Monitoring a Linux bare metal server
You can monitor a Bare Metal server with IBM Cloud Monitoring by configuring a monitoring agent in your server. The monitoring agent uses an access key (token) to authenticate with the IBM Cloud Monitoring instance. The monitoring agent acts as a data collector. It automatically collects metrics. You view metrics via the web-based user interface. You can monitor Bare metals in IBM Cloud, on-prem, and in other clouds.
By default, this agent collects core infrastructure and network time series that you can use to monitor the host. For a list of collected metrics, see Metrics Available for non-orchestrated environments.
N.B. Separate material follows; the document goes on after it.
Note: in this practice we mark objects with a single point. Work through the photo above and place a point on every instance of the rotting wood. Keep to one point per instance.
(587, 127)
The Monitoring agent automatically collects the following types of system metrics per host:
-
System hosts metrics
provide information about CPU, memory, and storage usage metrics, that you can use to analyze the performance and resource utilization of all your processes. -
File and File System metrics
provide information about files and file system that you can use to analyze file interactions that occur in your system. For example, you can find information about your open files, bytes going in and out, or the percentage of usage of a given file system. -
Process metrics
provide information about the processes that run in your servers. For example, you can use these metrics to explore the number of processes, or get client or server information. -
Network metrics
provide information about the network. They offer insight to the connections that are established between your applications, containers, and servers. For example, you can find information about the bytes that are being sent or received, or the number of HTTP requests, connections, and latency. In addition, for SQL or MongoDB, the agent collects additional information when it is configured in troubleshooting mode.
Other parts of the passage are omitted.